© Jeffrey J Wolynski
We must be careful what we learn. It might be wrong information. It might be skewed and vastly misinterpreted and even hypothetical. We all need to be careful what we accept.
For instance what if atoms don't really exist. How does your mind treat this? It goes all funky right? It feels weird. It feels unfamiliar and scary. If atoms don't exist then what are we to do? What if they are just manifestations of some other higher order understanding? We would be left in the mud with the root assumption then that atoms exist. How are we to delve into alternative understanding? What are we to make of the world we think we know? Seriously. Our minds have been conditioned since grade school to believe in atoms. What if its a lie and atoms don't exist? What if the vast majority of science is built off lies and propaganda? What if scientists really don't know what they are doing, and all the "greats" were just fakers? What is real? How are we to tell? Who's telling the truth? Who's selling bullshit?

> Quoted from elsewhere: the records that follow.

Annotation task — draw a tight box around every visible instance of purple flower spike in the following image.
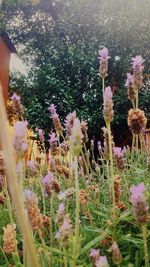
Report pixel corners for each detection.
[95,256,109,267]
[130,182,145,203]
[98,47,110,78]
[11,93,20,102]
[48,104,57,115]
[113,147,124,158]
[132,55,144,70]
[14,121,28,138]
[130,183,149,224]
[89,248,100,262]
[98,47,110,60]
[104,86,112,102]
[125,73,134,87]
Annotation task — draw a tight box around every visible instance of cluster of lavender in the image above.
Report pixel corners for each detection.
[6,93,24,125]
[90,241,122,266]
[130,183,149,225]
[90,249,109,267]
[125,56,147,136]
[43,171,60,197]
[55,203,72,243]
[13,121,28,158]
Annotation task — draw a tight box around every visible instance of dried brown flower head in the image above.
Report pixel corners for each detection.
[79,190,88,205]
[24,190,43,231]
[128,108,147,134]
[3,224,17,254]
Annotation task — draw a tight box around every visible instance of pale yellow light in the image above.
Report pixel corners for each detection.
[10,54,27,75]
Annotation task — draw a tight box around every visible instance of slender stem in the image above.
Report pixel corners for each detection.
[136,90,138,109]
[4,181,14,225]
[106,160,110,191]
[72,156,80,267]
[132,100,135,109]
[0,244,10,265]
[141,224,149,267]
[38,229,45,246]
[50,191,54,245]
[102,78,105,102]
[83,143,93,174]
[132,134,136,153]
[63,247,68,267]
[81,149,90,178]
[140,133,148,154]
[136,134,139,152]
[39,178,46,214]
[107,123,115,220]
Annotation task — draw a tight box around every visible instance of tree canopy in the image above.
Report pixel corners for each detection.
[1,0,150,145]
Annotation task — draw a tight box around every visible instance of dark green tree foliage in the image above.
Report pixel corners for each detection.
[2,0,150,145]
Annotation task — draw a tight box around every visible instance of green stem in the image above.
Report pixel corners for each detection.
[106,160,110,191]
[50,191,54,245]
[102,78,105,102]
[132,134,136,153]
[81,149,90,178]
[83,143,93,174]
[107,123,115,220]
[141,224,149,267]
[72,156,80,267]
[0,244,10,265]
[136,90,138,109]
[132,100,135,109]
[39,177,46,214]
[63,247,68,267]
[136,134,139,152]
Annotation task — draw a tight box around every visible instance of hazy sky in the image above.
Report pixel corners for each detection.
[10,54,27,74]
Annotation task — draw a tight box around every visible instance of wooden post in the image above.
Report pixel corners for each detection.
[0,31,16,104]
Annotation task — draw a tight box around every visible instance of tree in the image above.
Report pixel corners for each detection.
[2,0,150,145]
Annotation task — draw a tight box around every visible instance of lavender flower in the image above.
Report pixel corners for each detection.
[81,120,88,143]
[113,147,124,158]
[65,111,76,137]
[103,86,114,124]
[48,104,57,115]
[13,121,28,156]
[89,249,100,265]
[97,141,102,156]
[91,139,94,151]
[95,256,109,267]
[55,215,72,242]
[48,104,63,133]
[36,128,45,143]
[98,47,110,78]
[24,189,38,204]
[27,161,38,175]
[14,121,28,137]
[60,141,68,156]
[132,55,144,90]
[11,93,20,102]
[69,118,83,156]
[49,132,58,155]
[132,55,144,70]
[10,93,24,119]
[56,203,65,224]
[24,189,43,230]
[130,183,149,224]
[111,242,122,265]
[43,172,54,197]
[43,172,60,196]
[125,73,136,101]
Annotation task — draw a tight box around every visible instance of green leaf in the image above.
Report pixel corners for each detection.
[80,229,108,255]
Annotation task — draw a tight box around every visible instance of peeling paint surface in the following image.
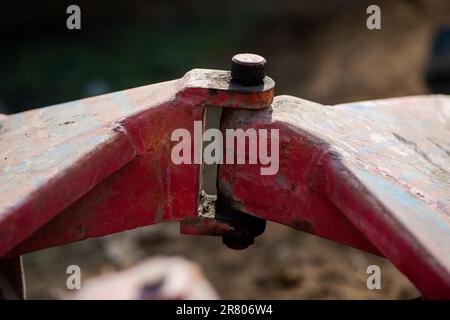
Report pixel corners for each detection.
[0,69,274,257]
[219,94,450,298]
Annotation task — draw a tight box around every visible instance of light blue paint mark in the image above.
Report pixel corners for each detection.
[354,168,450,254]
[0,133,111,193]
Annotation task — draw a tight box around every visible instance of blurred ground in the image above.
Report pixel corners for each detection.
[2,0,449,298]
[25,223,418,299]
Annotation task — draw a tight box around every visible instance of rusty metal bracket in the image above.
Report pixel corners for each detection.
[180,54,270,249]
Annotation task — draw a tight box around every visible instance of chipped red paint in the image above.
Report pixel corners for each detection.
[218,95,450,299]
[1,67,449,299]
[0,69,274,257]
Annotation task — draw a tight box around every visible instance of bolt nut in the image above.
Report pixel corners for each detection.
[231,53,266,86]
[222,234,255,250]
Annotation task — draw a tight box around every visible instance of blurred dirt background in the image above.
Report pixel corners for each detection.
[2,0,450,299]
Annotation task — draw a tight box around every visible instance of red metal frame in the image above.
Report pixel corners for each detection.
[1,68,449,299]
[0,69,274,257]
[219,95,450,299]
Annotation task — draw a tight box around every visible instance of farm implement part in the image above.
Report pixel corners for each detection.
[0,54,449,299]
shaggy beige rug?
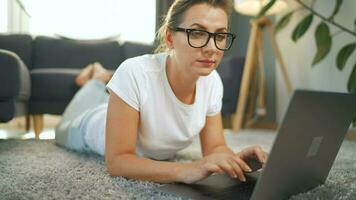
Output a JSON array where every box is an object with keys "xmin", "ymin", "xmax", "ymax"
[{"xmin": 0, "ymin": 129, "xmax": 355, "ymax": 199}]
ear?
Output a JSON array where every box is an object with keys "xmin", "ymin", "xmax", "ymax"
[{"xmin": 165, "ymin": 30, "xmax": 174, "ymax": 49}]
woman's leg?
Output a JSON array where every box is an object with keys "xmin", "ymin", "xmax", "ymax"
[
  {"xmin": 55, "ymin": 80, "xmax": 109, "ymax": 151},
  {"xmin": 55, "ymin": 63, "xmax": 112, "ymax": 152},
  {"xmin": 62, "ymin": 80, "xmax": 109, "ymax": 122}
]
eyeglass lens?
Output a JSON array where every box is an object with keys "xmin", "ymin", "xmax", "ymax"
[{"xmin": 188, "ymin": 30, "xmax": 233, "ymax": 50}]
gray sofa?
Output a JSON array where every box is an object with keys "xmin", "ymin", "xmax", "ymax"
[
  {"xmin": 0, "ymin": 35, "xmax": 33, "ymax": 128},
  {"xmin": 0, "ymin": 34, "xmax": 155, "ymax": 137},
  {"xmin": 0, "ymin": 34, "xmax": 244, "ymax": 137},
  {"xmin": 0, "ymin": 49, "xmax": 31, "ymax": 124}
]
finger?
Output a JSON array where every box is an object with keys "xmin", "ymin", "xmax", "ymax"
[
  {"xmin": 254, "ymin": 147, "xmax": 266, "ymax": 163},
  {"xmin": 262, "ymin": 151, "xmax": 268, "ymax": 163},
  {"xmin": 205, "ymin": 163, "xmax": 224, "ymax": 174},
  {"xmin": 237, "ymin": 146, "xmax": 257, "ymax": 160},
  {"xmin": 232, "ymin": 156, "xmax": 252, "ymax": 172},
  {"xmin": 219, "ymin": 162, "xmax": 238, "ymax": 179},
  {"xmin": 228, "ymin": 159, "xmax": 246, "ymax": 182}
]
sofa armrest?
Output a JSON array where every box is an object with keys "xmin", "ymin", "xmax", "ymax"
[{"xmin": 0, "ymin": 49, "xmax": 31, "ymax": 101}]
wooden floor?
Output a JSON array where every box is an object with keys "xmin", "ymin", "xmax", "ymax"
[
  {"xmin": 0, "ymin": 115, "xmax": 60, "ymax": 139},
  {"xmin": 1, "ymin": 115, "xmax": 356, "ymax": 141}
]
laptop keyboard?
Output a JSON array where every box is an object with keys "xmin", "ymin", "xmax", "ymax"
[
  {"xmin": 201, "ymin": 180, "xmax": 256, "ymax": 200},
  {"xmin": 159, "ymin": 173, "xmax": 259, "ymax": 200}
]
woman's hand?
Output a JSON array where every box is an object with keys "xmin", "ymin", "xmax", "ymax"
[
  {"xmin": 177, "ymin": 146, "xmax": 268, "ymax": 184},
  {"xmin": 236, "ymin": 145, "xmax": 268, "ymax": 170},
  {"xmin": 177, "ymin": 153, "xmax": 253, "ymax": 184}
]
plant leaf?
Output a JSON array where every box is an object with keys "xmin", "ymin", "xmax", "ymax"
[
  {"xmin": 256, "ymin": 0, "xmax": 276, "ymax": 18},
  {"xmin": 329, "ymin": 0, "xmax": 343, "ymax": 20},
  {"xmin": 347, "ymin": 62, "xmax": 356, "ymax": 93},
  {"xmin": 292, "ymin": 14, "xmax": 314, "ymax": 42},
  {"xmin": 337, "ymin": 43, "xmax": 356, "ymax": 71},
  {"xmin": 312, "ymin": 22, "xmax": 332, "ymax": 66},
  {"xmin": 274, "ymin": 11, "xmax": 294, "ymax": 35}
]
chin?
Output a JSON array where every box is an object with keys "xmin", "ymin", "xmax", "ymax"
[{"xmin": 196, "ymin": 68, "xmax": 215, "ymax": 77}]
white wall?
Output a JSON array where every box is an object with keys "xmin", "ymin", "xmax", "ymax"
[
  {"xmin": 0, "ymin": 0, "xmax": 8, "ymax": 32},
  {"xmin": 275, "ymin": 0, "xmax": 356, "ymax": 122},
  {"xmin": 20, "ymin": 0, "xmax": 156, "ymax": 44},
  {"xmin": 7, "ymin": 0, "xmax": 30, "ymax": 33}
]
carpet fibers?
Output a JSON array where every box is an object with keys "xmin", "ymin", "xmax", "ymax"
[{"xmin": 1, "ymin": 130, "xmax": 355, "ymax": 200}]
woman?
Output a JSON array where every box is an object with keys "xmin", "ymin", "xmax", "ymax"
[{"xmin": 55, "ymin": 0, "xmax": 268, "ymax": 184}]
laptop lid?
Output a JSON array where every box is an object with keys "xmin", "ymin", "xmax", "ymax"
[
  {"xmin": 158, "ymin": 90, "xmax": 356, "ymax": 200},
  {"xmin": 250, "ymin": 90, "xmax": 356, "ymax": 200}
]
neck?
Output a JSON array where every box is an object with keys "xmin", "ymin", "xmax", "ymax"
[{"xmin": 166, "ymin": 55, "xmax": 198, "ymax": 104}]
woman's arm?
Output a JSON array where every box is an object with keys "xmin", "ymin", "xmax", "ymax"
[
  {"xmin": 198, "ymin": 113, "xmax": 251, "ymax": 181},
  {"xmin": 105, "ymin": 90, "xmax": 191, "ymax": 183},
  {"xmin": 105, "ymin": 92, "xmax": 266, "ymax": 184},
  {"xmin": 200, "ymin": 113, "xmax": 267, "ymax": 162},
  {"xmin": 198, "ymin": 113, "xmax": 268, "ymax": 181},
  {"xmin": 199, "ymin": 113, "xmax": 234, "ymax": 156}
]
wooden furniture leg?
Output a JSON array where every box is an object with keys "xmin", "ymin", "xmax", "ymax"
[
  {"xmin": 246, "ymin": 29, "xmax": 267, "ymax": 128},
  {"xmin": 25, "ymin": 115, "xmax": 31, "ymax": 131},
  {"xmin": 232, "ymin": 20, "xmax": 260, "ymax": 132},
  {"xmin": 245, "ymin": 66, "xmax": 258, "ymax": 127},
  {"xmin": 232, "ymin": 17, "xmax": 292, "ymax": 133},
  {"xmin": 33, "ymin": 114, "xmax": 44, "ymax": 139},
  {"xmin": 256, "ymin": 28, "xmax": 266, "ymax": 117},
  {"xmin": 267, "ymin": 22, "xmax": 292, "ymax": 94}
]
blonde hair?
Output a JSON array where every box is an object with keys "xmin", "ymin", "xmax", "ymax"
[{"xmin": 154, "ymin": 0, "xmax": 233, "ymax": 53}]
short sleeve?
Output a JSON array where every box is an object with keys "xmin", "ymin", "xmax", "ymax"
[
  {"xmin": 206, "ymin": 71, "xmax": 223, "ymax": 116},
  {"xmin": 106, "ymin": 59, "xmax": 146, "ymax": 111}
]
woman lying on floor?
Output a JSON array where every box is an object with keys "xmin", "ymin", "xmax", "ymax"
[{"xmin": 55, "ymin": 0, "xmax": 268, "ymax": 184}]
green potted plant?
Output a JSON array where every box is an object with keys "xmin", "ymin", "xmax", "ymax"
[{"xmin": 258, "ymin": 0, "xmax": 356, "ymax": 126}]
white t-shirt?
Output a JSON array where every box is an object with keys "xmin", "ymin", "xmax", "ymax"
[{"xmin": 85, "ymin": 53, "xmax": 223, "ymax": 160}]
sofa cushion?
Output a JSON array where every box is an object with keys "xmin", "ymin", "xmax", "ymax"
[
  {"xmin": 122, "ymin": 42, "xmax": 155, "ymax": 59},
  {"xmin": 0, "ymin": 34, "xmax": 33, "ymax": 69},
  {"xmin": 216, "ymin": 56, "xmax": 245, "ymax": 116},
  {"xmin": 30, "ymin": 68, "xmax": 80, "ymax": 101},
  {"xmin": 29, "ymin": 100, "xmax": 72, "ymax": 115},
  {"xmin": 33, "ymin": 36, "xmax": 125, "ymax": 70},
  {"xmin": 0, "ymin": 50, "xmax": 21, "ymax": 98},
  {"xmin": 0, "ymin": 101, "xmax": 14, "ymax": 122}
]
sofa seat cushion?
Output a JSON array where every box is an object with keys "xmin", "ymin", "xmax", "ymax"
[
  {"xmin": 122, "ymin": 42, "xmax": 155, "ymax": 59},
  {"xmin": 30, "ymin": 68, "xmax": 80, "ymax": 101},
  {"xmin": 33, "ymin": 36, "xmax": 125, "ymax": 70}
]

Much more importantly we must pay attention to WHY we accept understandings. That will be the factor in determining if the information is reliable or not. We must appropriately judge the person spreading the "understanding" and pay attention to their motives first and foremost.
Thus, to determine if information gathered via the internet, it is reverse. We are not to judge the person spewing the info in as much as we are to trust ourselves in not carrying a motive that is attached to the information.
Information that has motive is the worst kind. Believe this or you don't get funding. Believe this or you don't get a degree and prestige. Believe this or else you don't get respect. Believe this so you get a feeling of importance. Believe this so people will look up to you as being smart.
Believe this, and if you don't think it makes sense, then pick something else. That should be how it's done. We are finding that students do more of the above rather than learning for the sake of learning and choosing what actually makes sense and is intuitive. Students tie the learning to motive. In the 21st century the motive translates to money. Sad state of affairs. Pure intention no longer exists, so science is officially political, except for sites like this where ridicule does not hold any power.